The objective measure of operator trust indicated no difference in trust due to agent reasoning transparency. Subjective measures indicated agent reasoning had no effect on operator trust and reduced the usability evaluation. Increased transparency of agent reasoning resulted in increased trust and usability ratings, however there was no associated improvement in performance. Interestingly, operators reported highest trust and usability in the conditions that also had the highest complacency, and lowest in the condition that had the highest performance.

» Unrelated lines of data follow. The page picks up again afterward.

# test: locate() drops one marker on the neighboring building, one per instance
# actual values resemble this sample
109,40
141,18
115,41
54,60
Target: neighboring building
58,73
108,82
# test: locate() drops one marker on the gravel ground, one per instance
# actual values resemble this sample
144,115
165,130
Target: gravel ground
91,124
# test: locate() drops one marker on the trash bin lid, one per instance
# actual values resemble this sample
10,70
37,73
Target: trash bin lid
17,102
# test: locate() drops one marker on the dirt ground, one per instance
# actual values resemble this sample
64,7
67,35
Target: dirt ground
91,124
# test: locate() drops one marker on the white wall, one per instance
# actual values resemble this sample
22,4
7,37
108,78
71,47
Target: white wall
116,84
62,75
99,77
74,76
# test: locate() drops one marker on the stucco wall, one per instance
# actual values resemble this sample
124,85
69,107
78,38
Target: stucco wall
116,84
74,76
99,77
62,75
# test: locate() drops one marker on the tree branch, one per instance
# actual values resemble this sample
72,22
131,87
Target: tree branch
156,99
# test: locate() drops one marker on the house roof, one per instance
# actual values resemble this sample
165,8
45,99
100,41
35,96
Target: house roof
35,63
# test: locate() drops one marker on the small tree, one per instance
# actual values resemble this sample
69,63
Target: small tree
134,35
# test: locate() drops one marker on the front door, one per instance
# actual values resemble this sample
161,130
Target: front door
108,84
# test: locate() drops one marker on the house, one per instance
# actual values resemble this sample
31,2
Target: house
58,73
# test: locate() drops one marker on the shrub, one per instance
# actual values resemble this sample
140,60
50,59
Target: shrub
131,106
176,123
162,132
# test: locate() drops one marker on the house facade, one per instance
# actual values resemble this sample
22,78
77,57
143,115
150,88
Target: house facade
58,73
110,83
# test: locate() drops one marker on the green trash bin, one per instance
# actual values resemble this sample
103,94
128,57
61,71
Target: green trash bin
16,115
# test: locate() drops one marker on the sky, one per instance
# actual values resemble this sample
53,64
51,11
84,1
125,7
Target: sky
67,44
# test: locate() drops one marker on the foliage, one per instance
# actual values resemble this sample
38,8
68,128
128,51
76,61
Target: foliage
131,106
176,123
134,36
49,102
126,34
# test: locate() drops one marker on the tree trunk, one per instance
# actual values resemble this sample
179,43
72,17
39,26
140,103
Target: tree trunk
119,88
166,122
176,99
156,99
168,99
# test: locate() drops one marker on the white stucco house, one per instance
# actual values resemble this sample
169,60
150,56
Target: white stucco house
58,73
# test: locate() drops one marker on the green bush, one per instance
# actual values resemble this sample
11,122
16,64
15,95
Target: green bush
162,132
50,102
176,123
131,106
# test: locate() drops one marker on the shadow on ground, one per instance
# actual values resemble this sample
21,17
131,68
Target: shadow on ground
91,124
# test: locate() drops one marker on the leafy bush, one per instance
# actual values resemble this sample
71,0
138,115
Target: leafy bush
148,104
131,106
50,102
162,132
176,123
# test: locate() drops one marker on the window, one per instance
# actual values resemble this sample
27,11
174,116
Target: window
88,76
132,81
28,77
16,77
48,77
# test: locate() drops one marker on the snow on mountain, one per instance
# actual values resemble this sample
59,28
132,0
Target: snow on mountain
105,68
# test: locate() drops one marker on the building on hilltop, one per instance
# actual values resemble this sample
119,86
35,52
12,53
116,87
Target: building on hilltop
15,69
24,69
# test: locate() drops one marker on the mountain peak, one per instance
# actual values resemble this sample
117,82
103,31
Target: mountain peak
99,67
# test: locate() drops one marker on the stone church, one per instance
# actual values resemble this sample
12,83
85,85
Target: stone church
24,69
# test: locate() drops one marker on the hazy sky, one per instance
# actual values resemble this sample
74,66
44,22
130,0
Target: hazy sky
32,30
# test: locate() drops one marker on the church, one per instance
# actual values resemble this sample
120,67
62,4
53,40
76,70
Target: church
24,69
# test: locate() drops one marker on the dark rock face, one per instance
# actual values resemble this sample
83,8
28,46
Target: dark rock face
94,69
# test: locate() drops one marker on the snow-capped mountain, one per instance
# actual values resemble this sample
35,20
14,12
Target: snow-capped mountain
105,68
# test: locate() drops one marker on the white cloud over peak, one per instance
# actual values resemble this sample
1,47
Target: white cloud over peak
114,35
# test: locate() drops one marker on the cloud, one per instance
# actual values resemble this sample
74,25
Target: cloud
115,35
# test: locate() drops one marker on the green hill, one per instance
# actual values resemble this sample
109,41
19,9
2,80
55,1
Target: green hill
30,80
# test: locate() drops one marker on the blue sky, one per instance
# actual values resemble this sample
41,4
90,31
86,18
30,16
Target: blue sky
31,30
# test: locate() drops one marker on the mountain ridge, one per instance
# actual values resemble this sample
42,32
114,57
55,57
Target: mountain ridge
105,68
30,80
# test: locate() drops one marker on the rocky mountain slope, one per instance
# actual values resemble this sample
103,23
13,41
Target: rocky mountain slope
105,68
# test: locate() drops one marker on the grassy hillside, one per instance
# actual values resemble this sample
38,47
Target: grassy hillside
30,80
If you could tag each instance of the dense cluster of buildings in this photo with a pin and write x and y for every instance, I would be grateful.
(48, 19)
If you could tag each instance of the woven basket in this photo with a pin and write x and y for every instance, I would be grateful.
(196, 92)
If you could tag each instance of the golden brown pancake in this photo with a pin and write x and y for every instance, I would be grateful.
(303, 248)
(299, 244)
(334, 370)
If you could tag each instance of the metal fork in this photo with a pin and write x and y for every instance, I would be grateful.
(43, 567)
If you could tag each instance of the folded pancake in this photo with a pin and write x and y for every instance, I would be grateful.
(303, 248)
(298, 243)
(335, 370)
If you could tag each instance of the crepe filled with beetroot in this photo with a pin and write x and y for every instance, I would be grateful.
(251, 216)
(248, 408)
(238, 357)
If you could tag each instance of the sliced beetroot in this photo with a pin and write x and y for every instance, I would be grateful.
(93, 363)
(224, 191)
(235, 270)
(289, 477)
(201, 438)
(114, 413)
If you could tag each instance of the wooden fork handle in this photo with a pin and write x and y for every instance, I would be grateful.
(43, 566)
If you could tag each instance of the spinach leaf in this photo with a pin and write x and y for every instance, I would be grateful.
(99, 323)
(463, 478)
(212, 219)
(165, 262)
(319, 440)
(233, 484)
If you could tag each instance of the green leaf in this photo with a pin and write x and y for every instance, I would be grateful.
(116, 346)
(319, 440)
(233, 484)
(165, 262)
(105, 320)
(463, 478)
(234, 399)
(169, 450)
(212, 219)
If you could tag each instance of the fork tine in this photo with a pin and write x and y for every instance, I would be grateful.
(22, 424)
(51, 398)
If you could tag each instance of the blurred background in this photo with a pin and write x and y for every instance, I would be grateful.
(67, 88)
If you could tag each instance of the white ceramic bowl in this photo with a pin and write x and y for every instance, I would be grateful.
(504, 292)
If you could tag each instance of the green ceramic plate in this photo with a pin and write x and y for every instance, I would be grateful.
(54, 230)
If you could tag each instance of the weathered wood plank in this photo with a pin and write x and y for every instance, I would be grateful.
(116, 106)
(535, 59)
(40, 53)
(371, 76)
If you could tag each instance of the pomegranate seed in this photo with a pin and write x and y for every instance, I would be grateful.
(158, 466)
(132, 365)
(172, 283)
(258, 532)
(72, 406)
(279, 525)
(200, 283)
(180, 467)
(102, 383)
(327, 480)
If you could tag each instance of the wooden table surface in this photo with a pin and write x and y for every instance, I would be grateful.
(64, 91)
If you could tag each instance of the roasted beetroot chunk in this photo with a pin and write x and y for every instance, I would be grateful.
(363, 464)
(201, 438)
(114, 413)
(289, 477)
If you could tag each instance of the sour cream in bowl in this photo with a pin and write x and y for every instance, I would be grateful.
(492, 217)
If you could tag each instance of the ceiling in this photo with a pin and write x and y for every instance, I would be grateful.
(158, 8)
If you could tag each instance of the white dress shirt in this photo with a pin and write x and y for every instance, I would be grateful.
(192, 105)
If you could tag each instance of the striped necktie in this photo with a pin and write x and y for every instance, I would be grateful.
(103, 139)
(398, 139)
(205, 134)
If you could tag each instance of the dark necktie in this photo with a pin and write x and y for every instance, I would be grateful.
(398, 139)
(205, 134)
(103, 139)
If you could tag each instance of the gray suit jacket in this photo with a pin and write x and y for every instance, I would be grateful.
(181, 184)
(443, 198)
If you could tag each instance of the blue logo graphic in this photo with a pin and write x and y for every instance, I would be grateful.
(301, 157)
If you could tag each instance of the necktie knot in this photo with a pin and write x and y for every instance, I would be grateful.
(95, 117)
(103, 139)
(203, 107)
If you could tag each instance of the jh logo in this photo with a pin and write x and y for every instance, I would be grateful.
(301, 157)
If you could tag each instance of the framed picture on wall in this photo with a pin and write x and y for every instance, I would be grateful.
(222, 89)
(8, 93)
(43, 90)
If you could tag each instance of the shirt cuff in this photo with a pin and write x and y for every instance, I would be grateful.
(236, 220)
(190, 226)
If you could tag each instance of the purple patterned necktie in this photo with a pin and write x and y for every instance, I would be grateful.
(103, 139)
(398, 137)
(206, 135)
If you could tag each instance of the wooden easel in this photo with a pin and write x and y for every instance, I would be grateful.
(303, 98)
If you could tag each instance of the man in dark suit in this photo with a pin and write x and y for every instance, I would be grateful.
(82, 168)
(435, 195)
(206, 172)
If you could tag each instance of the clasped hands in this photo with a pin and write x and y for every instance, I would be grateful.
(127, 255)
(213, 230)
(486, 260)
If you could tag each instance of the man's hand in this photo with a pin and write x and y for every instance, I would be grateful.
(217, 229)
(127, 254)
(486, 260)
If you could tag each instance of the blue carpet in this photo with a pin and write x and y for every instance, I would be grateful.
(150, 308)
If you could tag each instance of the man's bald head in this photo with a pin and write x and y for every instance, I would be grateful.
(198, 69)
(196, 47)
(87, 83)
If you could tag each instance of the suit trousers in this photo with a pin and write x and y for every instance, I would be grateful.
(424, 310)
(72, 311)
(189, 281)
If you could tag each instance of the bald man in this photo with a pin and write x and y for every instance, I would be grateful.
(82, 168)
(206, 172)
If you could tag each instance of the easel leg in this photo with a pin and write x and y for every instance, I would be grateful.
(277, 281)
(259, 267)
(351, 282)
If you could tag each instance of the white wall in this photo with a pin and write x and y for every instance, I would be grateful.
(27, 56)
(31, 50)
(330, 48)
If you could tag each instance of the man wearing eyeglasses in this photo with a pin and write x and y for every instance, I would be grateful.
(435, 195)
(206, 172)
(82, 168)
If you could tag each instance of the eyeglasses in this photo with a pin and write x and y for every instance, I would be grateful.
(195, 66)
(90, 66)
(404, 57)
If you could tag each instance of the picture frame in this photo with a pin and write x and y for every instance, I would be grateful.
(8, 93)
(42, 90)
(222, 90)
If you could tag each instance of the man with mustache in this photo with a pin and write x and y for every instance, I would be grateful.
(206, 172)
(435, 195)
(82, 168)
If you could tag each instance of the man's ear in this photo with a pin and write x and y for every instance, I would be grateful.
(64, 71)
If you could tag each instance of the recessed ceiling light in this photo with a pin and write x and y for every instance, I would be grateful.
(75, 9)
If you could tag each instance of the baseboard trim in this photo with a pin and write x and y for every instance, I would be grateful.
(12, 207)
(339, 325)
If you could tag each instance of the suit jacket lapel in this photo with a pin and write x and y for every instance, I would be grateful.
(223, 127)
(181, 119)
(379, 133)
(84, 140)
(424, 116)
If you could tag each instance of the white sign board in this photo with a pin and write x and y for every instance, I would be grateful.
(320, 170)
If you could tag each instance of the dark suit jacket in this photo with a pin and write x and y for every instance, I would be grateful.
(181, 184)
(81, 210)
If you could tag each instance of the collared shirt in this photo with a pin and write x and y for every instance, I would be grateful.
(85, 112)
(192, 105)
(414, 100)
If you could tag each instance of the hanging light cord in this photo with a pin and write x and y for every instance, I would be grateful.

In all conditions, the operator received all information needed to correctly route the convoy without the agent’s suggestion. In the Baseline condition, the operators demonstrated a clear bias for the agent suggestion. With a moderate amount of information regarding the agent reasoning, the operators were more confident in overriding erroneous suggestions. In the highest reasoning transparency condition, operators were also given information regarding when the agent had received the information (i.e. its recency), and while this information did not imply any confidence or uncertainty on the part of the agent, such additional information appeared to create ambiguity for the operator. This encouraged them to defer to the agent’s suggestion.

5 Conclusion

The findings of the present study are important for the design of intelligent recommender and decision-aid systems. Kee** the operator engaged and in-the-loop is important for reducing complacency, which could allow lapses in system reliability to go unnoticed. To that end, we examined how agent transparency affected operator complacent behavior, as well as task performance, and trust. Access to agent reasoning was found to be an effective deterrent to complacent behavior when the operator has limited information about their task environment. Contrary to the position adopted by Paradis et al. [19], operators do accept agent recommendations even when they do not know the rationale behind the suggestions. In fact, the absence of agent reasoning appears to encourage automation bias. Access to the agent’s reasoning appears to allow the operator to calibrate effectively their trust in the system, reducing automation bias and improving performance. This outcome is similar to findings previously reported by Helldin et al. [20] and Mercado et al. [16]. However, the addition of information that created ambiguity for the operator again encouraged complacency, resulting in reduced performance and poorer trust calibration. Prior work has shown that irrelevant or ambiguous information can increase workload and encourage complacent behavior [11, 21], and these findings align with those. As such, caution should be exercised when considering how transparent to make agent reasoning and what information should be included.